8月14日(木)晴れ 起床(3:30)―出発(5:10)―塩川バス停(7:50)―バス発(9:20)―伊那大島駅(10:35)
 塩川工場下方1.5kmがけ崩れのため、そこまで下る。中華で打ち上げ、解散。(永井)

感想
大森拓
 定着と比べるとこちらは非常に快適な楽しい山行であった。特に奥深い樹林帯のかぐわしい樹香が心地よかった。また素晴らしい景色も稜線から拝むことができ申し分ない。甲斐駒ケ岳の白さが印象的だし、塩見岳の登りも面白かった。

秋山分散北アルプス白馬岳D1
L田中晃志 大森拓

1986年10月26日(日)離鹿→
10月27日(月)→大阪→
10月28日(火)曇 白馬駅発(6:50)―栂池自然園(7:50)―下見へ出発(8:30)―テント場着(11:30)
 白馬駅より、早大の二人組みとタクシーで栂池へ。

10月29日(水)晴れのち雪 起床(3:00)―出発(5:17)―乗鞍岳(7:45)―白馬大池(8:25)―小蓮華岳(11:45)―三国境手前(12:30)―設営完了(14:00)
 天狗原より雪が出現。
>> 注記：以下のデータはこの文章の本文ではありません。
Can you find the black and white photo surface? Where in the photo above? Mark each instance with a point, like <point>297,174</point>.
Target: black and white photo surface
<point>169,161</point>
しかしたいしたことなく乗鞍岳へ。このまままっすぐ稜線沿いに進む。小蓮華岳あたりから、大森のスピードが落ちる。足が痛いとのこと。時間的に遅いので三国境手前にテントを張る。張り終えると雪が降り始める。

10月30日(木)雪 沈澱
 雪のため沈澱。二人とも昼食後、雪かきに出たが、駄目なのでテントを移動することにする。ここでテントの床が破れ、フライを紛失する。風が強い。

10月31日(金)快晴 起床(4:00)―出発(7:17)―乗鞍岳(12:15)―栂池自然園(14:10)
 大森が足を痛がる。が、凍傷ではないのでホッとする。テントが使い物にならないため、下山を開始する。帰りは白馬大池山荘回りで進む。結構つぼ足の練習になる。おとといと違い、自然園までの道はすっかり雪に覆われている。林道を3時間ほど飛ばしてなんとかバスに乗りこむ。白馬大池駅より松本に出て打ち上げ。(田中)

感想
大森拓
 今、思い返すといい経験をしたと思うが、あの時はつらいことの連続だった。雪上では自分の足が思うように進まないし、キスリングは肩に食い込んでくる。テントには雪が吹きこんでくるし、また風がテントを飛ばそうとするし、まさに踏んだり蹴ったりの合宿だった。ただ一つよかったのは、朝日が僕を慰めてくれたことだった。